Environmental scanning electron microscopy was most useful for defining the extent of coating areas affected by microbial growths, determining completeness of microbial removal after various cleaning/sanitizing procedures, and visually characterizing known species with high certainty; follow-on sampling and DNA analyses are still required for absolute species identification. Gas chromatography and mass spectrometry analysis of coating extracts showed new peaks indicating leaching or possible degradation; the exception where this technique did not detect leaching was for the climate controlled hydrophobic coating.

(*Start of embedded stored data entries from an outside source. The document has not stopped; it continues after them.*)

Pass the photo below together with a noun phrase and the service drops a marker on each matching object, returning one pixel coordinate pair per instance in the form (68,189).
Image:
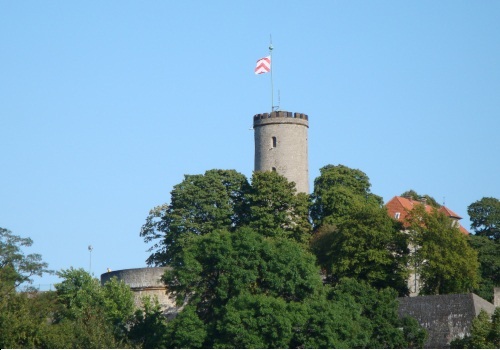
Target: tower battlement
(280,114)
(281,145)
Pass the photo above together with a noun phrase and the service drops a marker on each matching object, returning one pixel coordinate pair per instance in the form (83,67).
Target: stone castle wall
(281,145)
(145,282)
(445,317)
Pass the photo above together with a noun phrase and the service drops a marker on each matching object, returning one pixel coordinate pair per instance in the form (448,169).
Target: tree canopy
(485,217)
(338,191)
(442,255)
(199,205)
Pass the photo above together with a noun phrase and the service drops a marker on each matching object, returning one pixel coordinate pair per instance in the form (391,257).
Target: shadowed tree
(199,205)
(485,217)
(444,259)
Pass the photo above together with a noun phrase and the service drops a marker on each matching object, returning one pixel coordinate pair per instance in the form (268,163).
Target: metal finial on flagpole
(272,63)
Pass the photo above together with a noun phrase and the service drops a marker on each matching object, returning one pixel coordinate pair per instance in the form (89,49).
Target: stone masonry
(281,146)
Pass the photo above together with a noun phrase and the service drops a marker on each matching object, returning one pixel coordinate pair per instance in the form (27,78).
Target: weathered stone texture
(281,145)
(145,282)
(446,317)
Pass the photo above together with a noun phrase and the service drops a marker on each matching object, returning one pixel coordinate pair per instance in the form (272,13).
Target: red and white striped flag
(263,65)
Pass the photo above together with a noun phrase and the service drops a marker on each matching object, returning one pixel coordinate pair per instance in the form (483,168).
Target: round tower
(281,146)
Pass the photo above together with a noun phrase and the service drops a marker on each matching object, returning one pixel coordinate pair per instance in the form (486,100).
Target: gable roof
(399,207)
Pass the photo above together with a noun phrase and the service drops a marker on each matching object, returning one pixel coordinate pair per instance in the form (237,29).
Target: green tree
(23,320)
(17,268)
(488,252)
(186,331)
(199,205)
(97,316)
(380,307)
(148,328)
(222,265)
(443,257)
(367,245)
(23,313)
(338,191)
(275,208)
(485,217)
(255,321)
(354,236)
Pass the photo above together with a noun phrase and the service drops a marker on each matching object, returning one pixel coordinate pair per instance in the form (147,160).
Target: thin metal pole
(90,262)
(272,64)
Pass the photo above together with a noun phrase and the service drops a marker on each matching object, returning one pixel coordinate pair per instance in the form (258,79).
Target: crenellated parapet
(280,114)
(281,145)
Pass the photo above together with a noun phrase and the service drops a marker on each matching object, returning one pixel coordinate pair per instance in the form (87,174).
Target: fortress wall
(145,282)
(289,156)
(445,317)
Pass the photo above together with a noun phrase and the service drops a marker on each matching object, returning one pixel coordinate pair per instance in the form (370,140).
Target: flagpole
(272,63)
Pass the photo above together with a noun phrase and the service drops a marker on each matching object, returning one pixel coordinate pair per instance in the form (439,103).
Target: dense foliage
(442,255)
(256,265)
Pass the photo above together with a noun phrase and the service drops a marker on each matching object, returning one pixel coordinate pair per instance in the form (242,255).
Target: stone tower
(281,146)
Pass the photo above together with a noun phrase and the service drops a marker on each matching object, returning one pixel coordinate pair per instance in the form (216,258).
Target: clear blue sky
(105,105)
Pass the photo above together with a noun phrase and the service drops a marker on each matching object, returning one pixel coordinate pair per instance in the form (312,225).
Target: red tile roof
(399,207)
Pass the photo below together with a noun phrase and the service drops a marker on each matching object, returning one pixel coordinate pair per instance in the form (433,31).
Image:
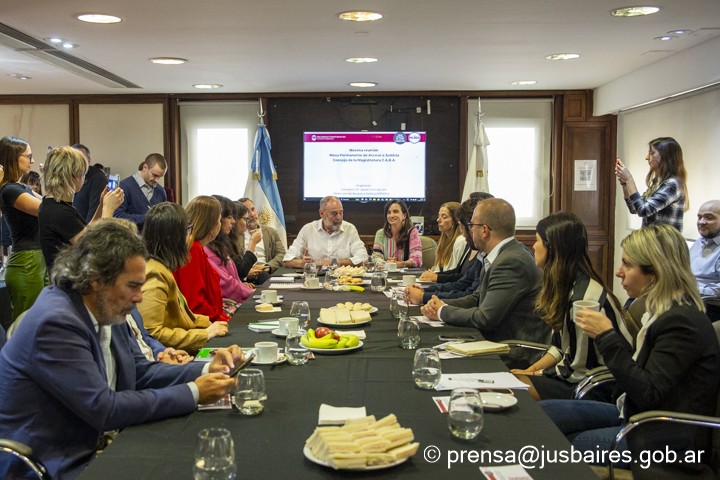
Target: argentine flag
(262,186)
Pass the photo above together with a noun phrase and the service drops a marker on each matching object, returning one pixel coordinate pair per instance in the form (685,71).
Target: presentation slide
(364,166)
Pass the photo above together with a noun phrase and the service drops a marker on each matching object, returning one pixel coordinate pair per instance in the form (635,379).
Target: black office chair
(24,453)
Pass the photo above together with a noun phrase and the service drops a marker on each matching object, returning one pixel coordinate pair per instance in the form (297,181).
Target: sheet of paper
(479,380)
(506,472)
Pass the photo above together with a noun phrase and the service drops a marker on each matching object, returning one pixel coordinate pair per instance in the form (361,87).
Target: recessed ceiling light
(634,11)
(168,60)
(360,16)
(99,18)
(361,60)
(563,56)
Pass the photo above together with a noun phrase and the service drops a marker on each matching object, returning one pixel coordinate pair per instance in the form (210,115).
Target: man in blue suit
(142,191)
(72,371)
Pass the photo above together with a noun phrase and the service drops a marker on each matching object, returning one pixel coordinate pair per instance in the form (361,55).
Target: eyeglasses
(470,225)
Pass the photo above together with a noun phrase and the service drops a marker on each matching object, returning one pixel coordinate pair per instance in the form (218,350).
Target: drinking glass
(297,353)
(250,394)
(426,368)
(214,455)
(465,417)
(408,333)
(378,281)
(399,304)
(301,311)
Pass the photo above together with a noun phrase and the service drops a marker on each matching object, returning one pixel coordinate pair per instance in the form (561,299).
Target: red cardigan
(200,284)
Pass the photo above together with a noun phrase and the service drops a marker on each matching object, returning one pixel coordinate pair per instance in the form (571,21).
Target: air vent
(24,43)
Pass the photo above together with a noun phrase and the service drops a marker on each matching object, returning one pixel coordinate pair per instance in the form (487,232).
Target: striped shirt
(665,205)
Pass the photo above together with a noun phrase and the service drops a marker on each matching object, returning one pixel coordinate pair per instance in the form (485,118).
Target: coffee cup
(580,304)
(287,324)
(266,352)
(268,296)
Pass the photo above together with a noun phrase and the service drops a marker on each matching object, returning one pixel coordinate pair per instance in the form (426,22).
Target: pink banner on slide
(339,137)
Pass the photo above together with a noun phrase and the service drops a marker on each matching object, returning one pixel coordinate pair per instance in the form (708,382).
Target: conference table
(377,376)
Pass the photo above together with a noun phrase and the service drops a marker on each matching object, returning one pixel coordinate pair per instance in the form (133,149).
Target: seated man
(72,371)
(502,308)
(705,257)
(327,238)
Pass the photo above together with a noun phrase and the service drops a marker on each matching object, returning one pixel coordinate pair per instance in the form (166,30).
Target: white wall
(120,136)
(694,121)
(39,125)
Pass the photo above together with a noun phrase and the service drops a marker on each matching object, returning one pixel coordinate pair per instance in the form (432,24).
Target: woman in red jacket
(198,281)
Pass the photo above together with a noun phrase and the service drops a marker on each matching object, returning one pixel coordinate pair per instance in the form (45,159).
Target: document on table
(479,380)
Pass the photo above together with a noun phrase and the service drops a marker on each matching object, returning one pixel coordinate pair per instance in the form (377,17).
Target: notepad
(483,347)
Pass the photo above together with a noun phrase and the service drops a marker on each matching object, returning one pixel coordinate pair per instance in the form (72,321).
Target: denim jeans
(590,426)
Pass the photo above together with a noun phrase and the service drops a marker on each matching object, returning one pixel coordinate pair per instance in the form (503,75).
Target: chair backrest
(429,250)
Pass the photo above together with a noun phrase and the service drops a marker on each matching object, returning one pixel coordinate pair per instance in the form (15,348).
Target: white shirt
(487,261)
(259,248)
(344,243)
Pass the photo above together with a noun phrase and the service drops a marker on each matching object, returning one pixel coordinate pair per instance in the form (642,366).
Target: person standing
(665,200)
(25,271)
(142,191)
(86,201)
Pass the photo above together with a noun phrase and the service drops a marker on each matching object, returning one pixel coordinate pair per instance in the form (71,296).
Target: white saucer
(494,402)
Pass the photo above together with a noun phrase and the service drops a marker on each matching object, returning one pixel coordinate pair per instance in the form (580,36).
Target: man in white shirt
(705,257)
(326,239)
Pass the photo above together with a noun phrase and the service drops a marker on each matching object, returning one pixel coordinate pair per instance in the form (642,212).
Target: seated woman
(164,310)
(243,258)
(59,223)
(198,281)
(676,359)
(218,253)
(568,276)
(398,240)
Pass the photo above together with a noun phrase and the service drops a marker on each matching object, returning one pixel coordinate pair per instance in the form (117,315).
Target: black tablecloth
(378,376)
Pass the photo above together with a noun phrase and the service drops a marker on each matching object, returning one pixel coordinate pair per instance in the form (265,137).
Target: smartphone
(234,372)
(113,182)
(456,338)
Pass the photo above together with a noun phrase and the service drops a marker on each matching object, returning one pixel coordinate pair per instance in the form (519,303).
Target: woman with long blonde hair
(674,364)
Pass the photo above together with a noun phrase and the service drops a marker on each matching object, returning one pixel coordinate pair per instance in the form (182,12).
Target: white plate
(281,358)
(495,402)
(313,458)
(336,351)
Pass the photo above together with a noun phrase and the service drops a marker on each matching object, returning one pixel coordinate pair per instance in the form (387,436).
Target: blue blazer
(54,395)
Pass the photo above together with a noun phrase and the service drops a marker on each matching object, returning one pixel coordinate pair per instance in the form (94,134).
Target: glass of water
(250,394)
(426,368)
(465,417)
(378,282)
(214,455)
(296,352)
(408,333)
(301,311)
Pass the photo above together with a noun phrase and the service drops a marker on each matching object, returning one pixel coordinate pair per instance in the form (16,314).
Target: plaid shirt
(665,205)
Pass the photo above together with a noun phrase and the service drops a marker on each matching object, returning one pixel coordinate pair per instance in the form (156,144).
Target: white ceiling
(301,46)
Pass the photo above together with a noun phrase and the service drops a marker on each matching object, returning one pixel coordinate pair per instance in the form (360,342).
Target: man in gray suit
(502,307)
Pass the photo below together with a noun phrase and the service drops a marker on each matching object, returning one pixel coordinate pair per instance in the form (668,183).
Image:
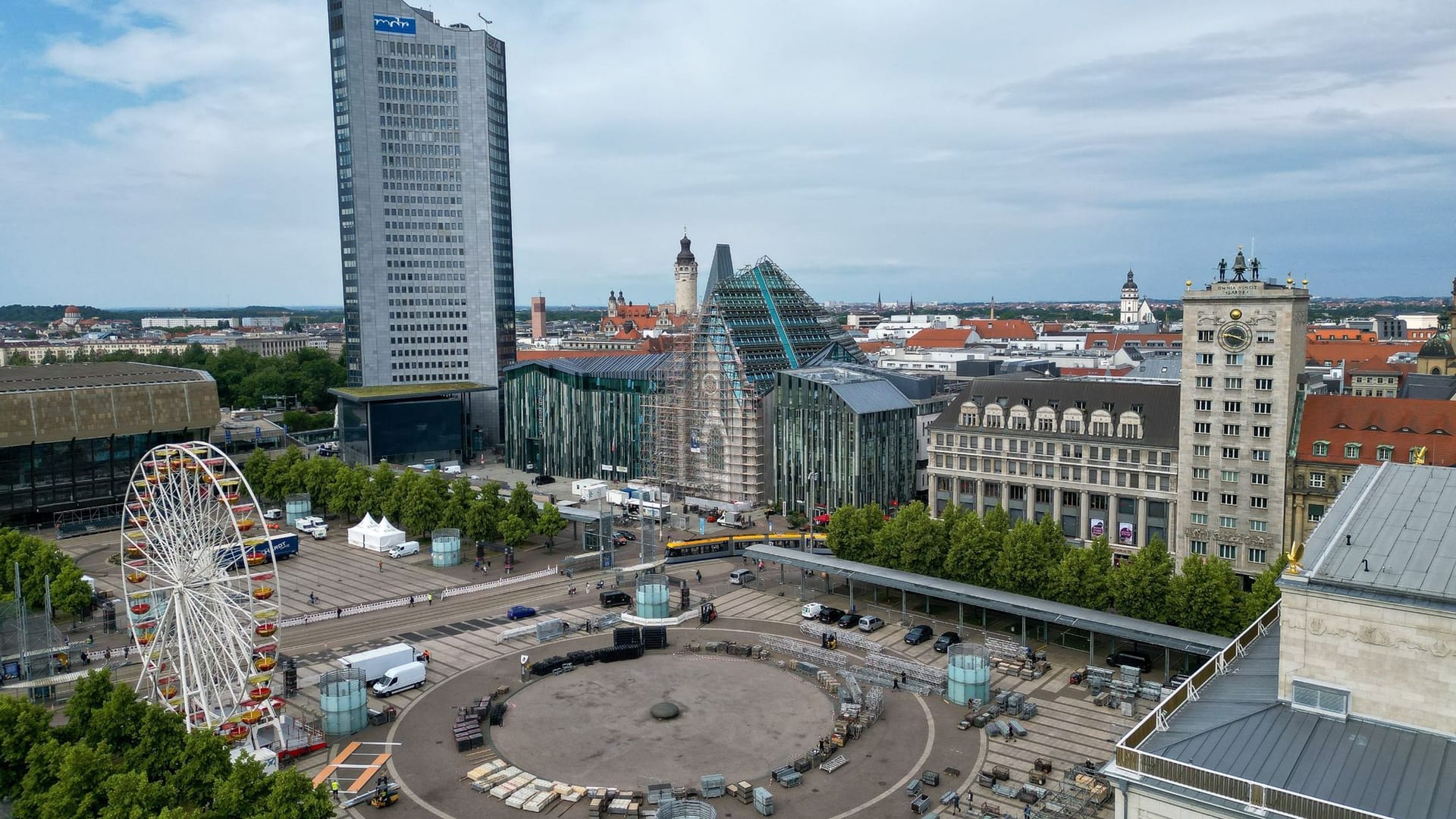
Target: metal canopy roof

Infrared spectroscopy was capable of detecting evidence of suspected polyurethane degradation based on reduction of peak areas of the Amide I and Amide II bonds after microbiological growth; this technique will be more effective with a smaller spot size. Infrared spectroscopy was also useful in documenting surface residues of contaminant films after ineffective cleaning procedures. Although the study was not able to ascertain completely, scanning Kelvin probe may effectively be used to differentiate both qualitatively and quantitatively among various fungi-attacked coating systems as compared to control coating conditions; likewise, it may provide a method to quantify fungal growth on other materials used across the Naval Aviation Enterprise. Further developments in characterizing what component of the fungal contamination results in changes in work function values of materials/coatings would refine this applied technique. Although the limit of the duration of exposure for this study prevented more definite conclusions regarding coating degradation, laser scanning microscopy could be a valuable quantitative tool for analyzing panels exposed for a longer duration or for more heavily degraded coatings obtained from systems in operational environments. Similarly, gel permeation chromatography is expected to provide more data when sufficiently large molecular degradation products are formed and extracted into analyte solutions.  Another potential benefit of gel permeation chromatography is that it could be effective in quantifying non-planar irregular shaped materials which have experienced growths.